Gordon’s time at York is drawing to a close, with retirement beckoning at the end of the year. But the future of the campus is still his business, and he’s as busy as ever.

 ‘I’ve been thinking about habitat creation for specific species,’ he says. ‘Maybe coppicing an area of trees to attract willow tits – or marsh tits, if there are no willow tits locally.

‘It just draws you in – I feel personally invested, and very, very protective of what we’re doing here.’

After a single visit to this successful, flourishing site, I care about it too, and I’m certainly going to return later in the year to enjoy it in its summer splendour.
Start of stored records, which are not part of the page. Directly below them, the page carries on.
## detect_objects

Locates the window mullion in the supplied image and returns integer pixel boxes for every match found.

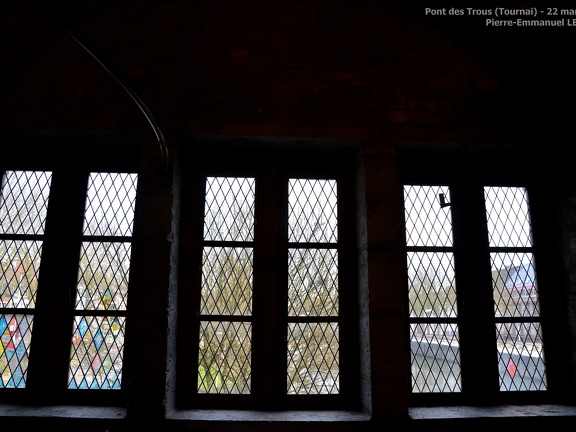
[29,169,88,402]
[451,183,498,404]
[252,170,288,409]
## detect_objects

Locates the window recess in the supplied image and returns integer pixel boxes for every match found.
[404,178,548,404]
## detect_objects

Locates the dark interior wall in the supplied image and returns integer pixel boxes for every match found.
[0,0,576,430]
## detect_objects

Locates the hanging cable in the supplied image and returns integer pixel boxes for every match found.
[31,0,169,171]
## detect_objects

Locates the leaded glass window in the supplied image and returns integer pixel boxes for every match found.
[0,171,52,388]
[68,173,138,389]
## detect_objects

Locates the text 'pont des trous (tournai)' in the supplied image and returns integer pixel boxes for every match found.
[424,7,576,29]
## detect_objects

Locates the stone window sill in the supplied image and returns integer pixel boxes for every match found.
[409,405,576,421]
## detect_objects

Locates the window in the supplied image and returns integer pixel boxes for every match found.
[399,147,570,406]
[0,171,52,388]
[0,140,138,405]
[68,173,137,389]
[178,143,358,409]
[404,178,549,404]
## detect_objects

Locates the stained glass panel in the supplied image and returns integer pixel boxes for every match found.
[68,316,126,389]
[0,314,33,388]
[76,242,131,310]
[0,240,42,308]
[496,323,547,391]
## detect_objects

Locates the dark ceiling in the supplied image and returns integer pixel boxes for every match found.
[0,0,576,140]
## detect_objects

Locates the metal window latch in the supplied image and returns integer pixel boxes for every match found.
[438,194,452,208]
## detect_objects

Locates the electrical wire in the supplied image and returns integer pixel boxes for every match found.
[31,0,169,171]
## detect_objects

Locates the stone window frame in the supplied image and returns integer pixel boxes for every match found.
[0,131,139,407]
[175,137,362,411]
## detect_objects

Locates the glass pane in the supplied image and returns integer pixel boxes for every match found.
[288,179,338,243]
[201,247,253,315]
[204,177,255,241]
[68,316,125,389]
[490,253,540,317]
[288,249,338,316]
[0,171,52,234]
[76,242,132,310]
[198,321,252,394]
[0,240,42,308]
[0,314,33,388]
[408,252,458,318]
[410,323,462,393]
[496,323,546,391]
[484,187,532,247]
[84,173,138,236]
[404,186,452,247]
[287,323,340,394]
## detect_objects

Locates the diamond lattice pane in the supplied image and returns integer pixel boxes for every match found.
[490,253,540,317]
[410,323,462,393]
[408,252,458,317]
[288,249,338,316]
[84,173,138,236]
[288,179,338,243]
[0,314,33,388]
[0,171,52,234]
[0,240,42,308]
[204,177,255,241]
[496,323,547,391]
[201,247,253,315]
[484,187,532,247]
[404,186,452,247]
[76,242,132,310]
[198,321,252,394]
[287,323,340,394]
[68,316,126,389]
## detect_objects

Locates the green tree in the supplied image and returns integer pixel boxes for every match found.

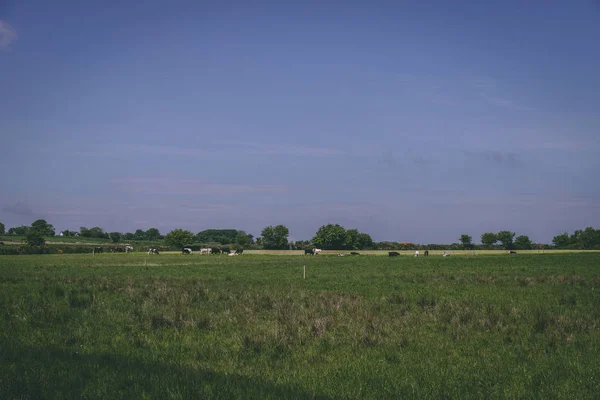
[342,229,360,250]
[261,225,290,250]
[235,231,250,249]
[358,233,373,250]
[552,232,571,249]
[312,224,346,250]
[165,229,194,248]
[459,234,473,249]
[515,235,533,250]
[31,219,56,236]
[145,228,160,240]
[579,226,600,250]
[496,231,515,250]
[108,232,121,243]
[481,232,498,247]
[25,230,46,246]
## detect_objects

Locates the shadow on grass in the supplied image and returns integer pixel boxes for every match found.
[0,344,338,399]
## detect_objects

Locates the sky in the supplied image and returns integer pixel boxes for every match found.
[0,0,600,243]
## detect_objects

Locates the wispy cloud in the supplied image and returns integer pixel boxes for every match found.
[2,201,37,217]
[73,140,345,159]
[111,177,286,195]
[0,20,19,51]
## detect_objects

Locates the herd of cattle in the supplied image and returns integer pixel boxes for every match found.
[92,246,517,257]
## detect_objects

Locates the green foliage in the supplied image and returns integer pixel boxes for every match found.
[196,229,246,244]
[552,232,571,249]
[109,232,121,243]
[515,235,533,250]
[0,254,600,399]
[481,232,498,247]
[25,230,46,246]
[31,219,55,236]
[165,229,194,249]
[145,228,161,240]
[79,226,110,239]
[496,231,515,250]
[7,225,31,236]
[261,225,290,250]
[312,224,374,250]
[312,224,346,250]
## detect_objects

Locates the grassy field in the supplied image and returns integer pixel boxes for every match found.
[0,253,600,399]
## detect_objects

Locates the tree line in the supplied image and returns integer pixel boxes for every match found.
[0,219,600,250]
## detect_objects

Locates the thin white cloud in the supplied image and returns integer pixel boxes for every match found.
[0,20,19,50]
[111,177,286,195]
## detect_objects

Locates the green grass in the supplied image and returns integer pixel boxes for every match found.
[0,253,600,399]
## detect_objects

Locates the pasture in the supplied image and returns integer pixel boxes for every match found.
[0,252,600,399]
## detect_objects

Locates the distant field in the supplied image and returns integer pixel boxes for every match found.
[0,253,600,399]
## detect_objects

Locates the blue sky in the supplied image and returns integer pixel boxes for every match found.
[0,0,600,243]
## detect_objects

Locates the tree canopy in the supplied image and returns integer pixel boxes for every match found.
[261,225,290,250]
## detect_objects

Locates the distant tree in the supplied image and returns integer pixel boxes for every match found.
[165,229,194,248]
[145,228,160,240]
[312,224,346,250]
[515,235,533,250]
[8,225,31,236]
[196,229,240,244]
[108,232,121,243]
[460,234,473,249]
[261,225,290,250]
[552,232,571,249]
[31,219,56,236]
[358,233,373,250]
[341,229,360,250]
[25,230,46,246]
[235,232,250,249]
[496,231,515,250]
[578,226,600,250]
[481,232,498,247]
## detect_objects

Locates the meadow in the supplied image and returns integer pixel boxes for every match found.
[0,253,600,399]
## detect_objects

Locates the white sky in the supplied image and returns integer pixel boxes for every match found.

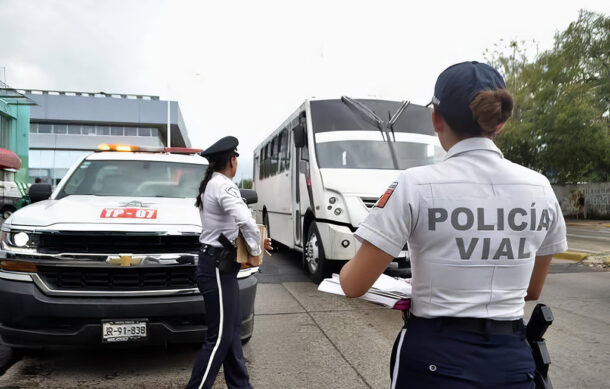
[0,0,610,178]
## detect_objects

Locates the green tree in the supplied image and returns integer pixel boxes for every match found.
[486,10,610,183]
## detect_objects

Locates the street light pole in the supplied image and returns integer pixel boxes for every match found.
[167,99,172,147]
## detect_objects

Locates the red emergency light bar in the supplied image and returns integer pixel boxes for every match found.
[97,143,203,154]
[164,147,203,154]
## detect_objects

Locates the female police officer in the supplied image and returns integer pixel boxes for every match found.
[186,136,271,389]
[341,62,567,389]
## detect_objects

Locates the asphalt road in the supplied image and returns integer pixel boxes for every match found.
[0,221,610,389]
[0,244,610,389]
[567,221,610,253]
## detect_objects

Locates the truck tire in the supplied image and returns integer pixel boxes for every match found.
[303,223,331,284]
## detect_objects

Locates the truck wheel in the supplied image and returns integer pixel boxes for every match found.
[303,223,330,284]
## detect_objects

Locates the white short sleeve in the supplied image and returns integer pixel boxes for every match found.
[354,172,417,257]
[536,194,568,256]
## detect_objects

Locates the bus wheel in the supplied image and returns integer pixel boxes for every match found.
[304,223,329,284]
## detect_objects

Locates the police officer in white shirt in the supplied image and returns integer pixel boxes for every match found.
[186,136,271,389]
[341,62,567,389]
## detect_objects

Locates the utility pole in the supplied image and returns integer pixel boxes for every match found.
[167,98,172,147]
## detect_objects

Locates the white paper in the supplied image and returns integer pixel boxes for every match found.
[318,274,411,308]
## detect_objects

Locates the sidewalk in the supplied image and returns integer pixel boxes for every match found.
[566,219,610,228]
[553,219,610,264]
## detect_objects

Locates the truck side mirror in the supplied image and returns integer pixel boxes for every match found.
[239,189,258,204]
[292,124,307,149]
[28,184,53,203]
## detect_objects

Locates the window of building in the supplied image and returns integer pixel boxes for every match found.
[82,126,95,135]
[95,126,110,135]
[110,126,123,136]
[38,123,53,134]
[53,123,68,134]
[0,115,11,149]
[68,124,80,135]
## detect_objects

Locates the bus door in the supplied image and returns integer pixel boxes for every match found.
[292,115,309,247]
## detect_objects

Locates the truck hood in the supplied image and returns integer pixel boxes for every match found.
[320,169,401,198]
[7,196,201,232]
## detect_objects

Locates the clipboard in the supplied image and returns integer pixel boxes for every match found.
[235,224,267,266]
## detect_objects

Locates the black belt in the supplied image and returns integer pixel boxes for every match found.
[407,314,524,334]
[201,243,225,257]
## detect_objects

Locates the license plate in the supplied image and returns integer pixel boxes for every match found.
[102,320,148,343]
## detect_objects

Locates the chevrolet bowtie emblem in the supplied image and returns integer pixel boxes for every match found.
[106,254,143,266]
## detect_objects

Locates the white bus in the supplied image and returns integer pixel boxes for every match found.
[253,96,444,282]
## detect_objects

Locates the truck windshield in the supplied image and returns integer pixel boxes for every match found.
[57,160,207,199]
[316,140,444,170]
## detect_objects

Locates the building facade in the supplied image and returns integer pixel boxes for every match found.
[0,82,33,183]
[19,89,191,184]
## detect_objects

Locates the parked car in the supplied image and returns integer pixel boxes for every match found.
[0,145,257,348]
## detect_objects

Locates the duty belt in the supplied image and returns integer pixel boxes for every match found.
[201,243,225,257]
[408,314,525,334]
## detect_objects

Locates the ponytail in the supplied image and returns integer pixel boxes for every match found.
[195,161,216,209]
[470,89,513,135]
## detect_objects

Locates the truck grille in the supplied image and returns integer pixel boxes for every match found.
[38,265,197,291]
[38,232,200,254]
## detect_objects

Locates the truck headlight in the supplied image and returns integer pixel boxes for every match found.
[0,229,38,249]
[12,231,30,247]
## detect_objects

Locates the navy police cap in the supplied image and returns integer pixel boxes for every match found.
[201,136,239,158]
[432,61,506,132]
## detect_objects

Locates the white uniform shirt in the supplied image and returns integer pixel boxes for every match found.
[356,137,567,320]
[199,172,261,255]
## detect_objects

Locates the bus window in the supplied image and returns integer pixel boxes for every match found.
[278,128,290,172]
[269,136,279,176]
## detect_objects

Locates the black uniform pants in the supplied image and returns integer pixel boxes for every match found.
[186,252,252,389]
[390,318,535,389]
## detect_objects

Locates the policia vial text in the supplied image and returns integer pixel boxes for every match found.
[428,203,550,260]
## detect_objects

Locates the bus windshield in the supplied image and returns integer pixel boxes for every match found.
[316,140,444,170]
[311,99,445,170]
[57,160,207,199]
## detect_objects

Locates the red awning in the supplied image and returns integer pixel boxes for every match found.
[0,149,21,170]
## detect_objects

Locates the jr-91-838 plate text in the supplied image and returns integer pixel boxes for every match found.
[102,320,148,343]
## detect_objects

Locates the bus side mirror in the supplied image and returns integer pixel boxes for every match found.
[292,124,307,149]
[239,189,258,204]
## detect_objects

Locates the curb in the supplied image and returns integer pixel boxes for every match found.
[553,251,589,261]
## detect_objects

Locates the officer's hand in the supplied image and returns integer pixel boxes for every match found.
[265,238,273,255]
[246,255,261,267]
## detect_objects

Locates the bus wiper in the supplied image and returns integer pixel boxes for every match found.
[388,100,411,142]
[341,96,386,140]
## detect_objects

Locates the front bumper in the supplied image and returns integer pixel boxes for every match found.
[0,276,257,348]
[316,221,409,262]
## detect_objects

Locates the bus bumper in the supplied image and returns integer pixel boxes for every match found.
[316,221,409,262]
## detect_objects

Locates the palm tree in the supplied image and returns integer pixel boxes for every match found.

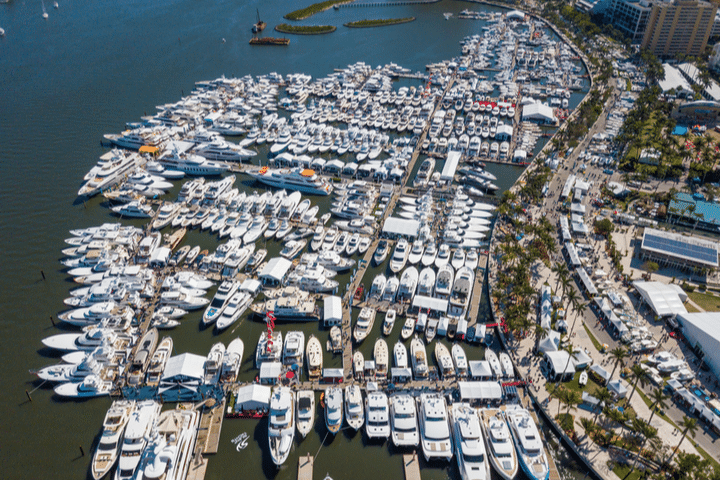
[663,415,698,467]
[628,363,649,405]
[610,347,627,380]
[648,387,668,423]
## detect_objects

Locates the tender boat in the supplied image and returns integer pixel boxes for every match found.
[325,387,343,435]
[295,390,315,438]
[365,391,390,439]
[345,384,365,431]
[393,340,408,368]
[478,408,518,480]
[305,334,323,380]
[115,400,161,480]
[450,403,490,480]
[390,393,420,447]
[90,400,135,480]
[505,405,550,480]
[410,335,429,379]
[386,310,397,337]
[353,307,376,343]
[268,387,295,467]
[417,393,453,462]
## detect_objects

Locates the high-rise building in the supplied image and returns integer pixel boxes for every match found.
[641,0,717,57]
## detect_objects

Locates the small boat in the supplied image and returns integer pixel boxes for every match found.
[578,370,588,387]
[90,400,135,480]
[400,317,415,340]
[325,387,343,435]
[295,390,320,438]
[345,384,365,431]
[383,308,397,337]
[505,405,550,480]
[478,408,518,480]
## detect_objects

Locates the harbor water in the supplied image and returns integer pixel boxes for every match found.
[0,0,583,480]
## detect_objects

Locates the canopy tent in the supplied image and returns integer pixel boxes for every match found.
[633,280,687,317]
[458,382,502,400]
[235,383,270,412]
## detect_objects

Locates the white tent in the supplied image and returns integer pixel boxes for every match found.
[235,383,270,412]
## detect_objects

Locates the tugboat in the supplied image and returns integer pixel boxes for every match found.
[252,9,267,33]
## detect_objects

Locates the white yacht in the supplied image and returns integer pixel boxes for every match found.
[505,405,550,480]
[353,307,377,343]
[390,393,420,447]
[390,238,409,273]
[345,384,365,431]
[295,390,315,438]
[115,400,161,480]
[248,167,332,195]
[268,387,295,467]
[325,387,343,435]
[365,390,390,438]
[282,331,305,369]
[90,400,135,480]
[450,403,490,480]
[417,393,453,462]
[478,408,518,480]
[202,280,240,325]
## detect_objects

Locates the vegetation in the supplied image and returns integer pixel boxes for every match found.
[275,23,337,35]
[345,17,415,28]
[284,0,349,20]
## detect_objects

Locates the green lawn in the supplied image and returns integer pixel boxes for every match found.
[686,292,720,312]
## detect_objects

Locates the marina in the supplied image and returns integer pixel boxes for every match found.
[1,0,596,478]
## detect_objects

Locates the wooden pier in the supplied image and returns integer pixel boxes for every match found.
[403,452,420,480]
[298,454,315,480]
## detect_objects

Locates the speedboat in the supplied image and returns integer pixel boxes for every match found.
[353,307,376,343]
[305,334,323,380]
[373,240,389,265]
[393,340,408,368]
[90,400,135,480]
[450,403,490,480]
[383,308,397,337]
[505,405,550,480]
[390,238,409,273]
[478,408,518,480]
[345,384,365,431]
[115,400,161,480]
[410,335,429,378]
[365,391,390,438]
[417,393,453,462]
[268,387,295,467]
[202,280,240,325]
[390,393,420,447]
[325,387,343,435]
[295,390,315,438]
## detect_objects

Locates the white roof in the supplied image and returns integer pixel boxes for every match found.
[260,257,292,281]
[323,295,342,322]
[162,353,207,382]
[633,280,687,317]
[383,217,420,237]
[522,103,555,122]
[413,295,448,313]
[235,383,271,412]
[440,150,462,181]
[458,382,502,400]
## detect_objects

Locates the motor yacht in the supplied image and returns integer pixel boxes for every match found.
[417,393,453,462]
[450,403,490,480]
[478,408,518,480]
[390,393,420,447]
[90,400,135,480]
[268,387,295,467]
[295,390,315,438]
[324,387,343,435]
[505,405,550,480]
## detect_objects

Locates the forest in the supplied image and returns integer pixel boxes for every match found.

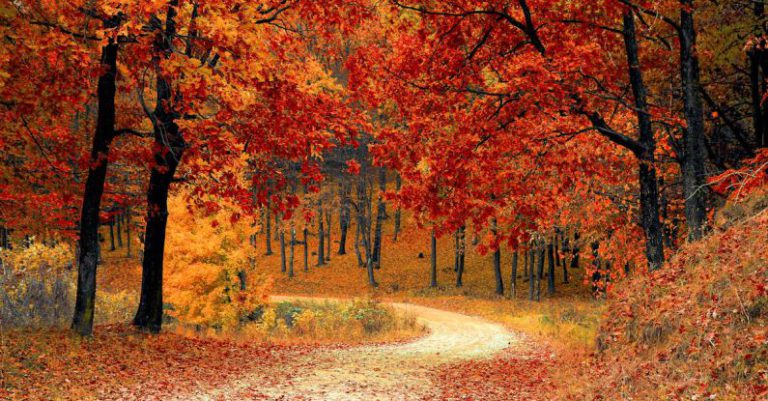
[0,0,768,401]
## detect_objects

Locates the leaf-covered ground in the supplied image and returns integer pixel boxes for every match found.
[0,325,313,401]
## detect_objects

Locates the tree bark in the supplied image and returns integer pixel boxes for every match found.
[491,218,504,295]
[373,168,387,269]
[264,200,273,256]
[547,242,555,296]
[509,250,518,299]
[456,226,467,288]
[317,199,325,267]
[275,214,288,273]
[133,0,186,333]
[288,221,296,278]
[325,210,333,262]
[109,220,117,252]
[679,0,707,241]
[624,11,664,271]
[429,230,437,288]
[338,184,351,255]
[72,36,118,336]
[115,213,123,248]
[536,244,545,302]
[393,174,403,242]
[304,226,309,272]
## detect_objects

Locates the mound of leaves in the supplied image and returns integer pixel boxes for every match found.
[574,192,768,401]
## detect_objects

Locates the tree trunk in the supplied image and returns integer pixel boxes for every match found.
[536,244,545,302]
[109,220,117,252]
[373,168,387,269]
[115,213,123,248]
[288,221,296,278]
[679,0,707,241]
[72,40,118,336]
[509,250,518,299]
[317,200,325,267]
[624,11,664,271]
[528,248,536,301]
[571,231,580,269]
[491,218,504,295]
[547,242,555,296]
[338,184,350,255]
[304,226,309,272]
[264,200,273,256]
[133,0,186,333]
[393,174,403,242]
[125,208,133,258]
[429,230,437,288]
[456,226,467,288]
[325,210,333,262]
[355,212,365,267]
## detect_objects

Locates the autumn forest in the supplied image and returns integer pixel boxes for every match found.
[0,0,768,401]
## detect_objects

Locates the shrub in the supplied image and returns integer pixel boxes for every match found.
[0,243,75,327]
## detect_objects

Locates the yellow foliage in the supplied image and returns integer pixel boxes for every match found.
[164,197,269,328]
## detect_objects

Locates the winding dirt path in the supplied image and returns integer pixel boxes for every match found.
[178,297,519,401]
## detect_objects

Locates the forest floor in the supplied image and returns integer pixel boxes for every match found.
[170,297,549,401]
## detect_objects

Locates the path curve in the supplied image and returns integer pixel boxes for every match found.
[178,296,519,401]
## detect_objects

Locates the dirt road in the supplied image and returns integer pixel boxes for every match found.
[180,297,518,401]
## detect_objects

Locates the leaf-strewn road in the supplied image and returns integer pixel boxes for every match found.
[177,297,517,401]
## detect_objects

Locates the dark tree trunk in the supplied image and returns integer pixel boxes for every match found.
[355,212,365,267]
[72,40,118,336]
[373,168,387,269]
[679,0,707,241]
[288,222,296,277]
[491,218,504,295]
[264,200,273,256]
[429,230,437,288]
[317,200,325,267]
[275,217,288,273]
[304,226,309,272]
[624,11,664,271]
[528,248,536,301]
[338,184,350,255]
[357,179,379,287]
[456,226,467,288]
[125,208,133,258]
[115,213,123,248]
[109,220,117,252]
[547,242,555,296]
[536,244,545,302]
[325,210,333,262]
[394,174,403,242]
[571,231,580,269]
[133,0,186,333]
[509,250,518,299]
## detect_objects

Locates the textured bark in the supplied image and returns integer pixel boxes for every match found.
[535,244,545,302]
[288,222,296,277]
[456,226,467,288]
[317,199,325,267]
[547,242,555,296]
[373,168,387,269]
[624,11,664,271]
[338,184,351,255]
[304,226,309,272]
[679,0,707,241]
[264,205,273,256]
[394,174,403,242]
[429,230,437,288]
[72,36,118,336]
[509,251,518,299]
[133,0,186,333]
[275,217,288,273]
[109,220,117,252]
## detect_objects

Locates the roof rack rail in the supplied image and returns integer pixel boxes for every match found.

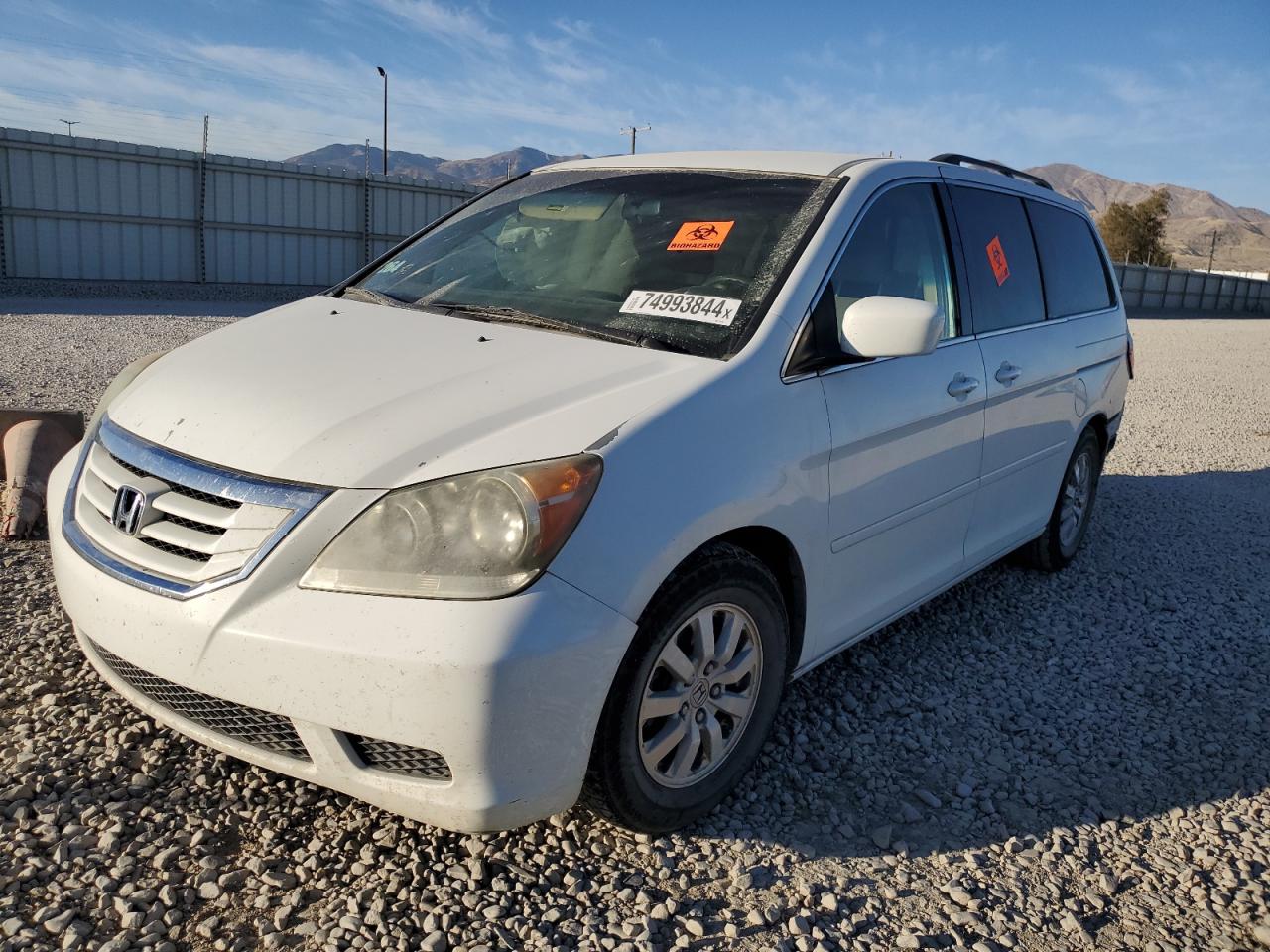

As I say my goodbyes, I clumsily try to express to Gordon how much I admire and respect what he’s achieved, and how I love the idea of him being here from the beginning, watching the incremental changes day by day as they slowly coalesce into something utterly transformed – and transformative.

When Gordon protests that ‘It’s not my vision, I’m just doing my job,’ the ‘just’ in that sentence is doing a lot of heavy lifting. What he’s too modest to say – but what anyone with eyes can see, and what anyone with a heart will feel – is that he’s leaving behind him a unique living legacy, one that will touch and enrich lives without number in the years to come.

Gordon Eastham showing a group around at a YRN summer site visit event in 2024.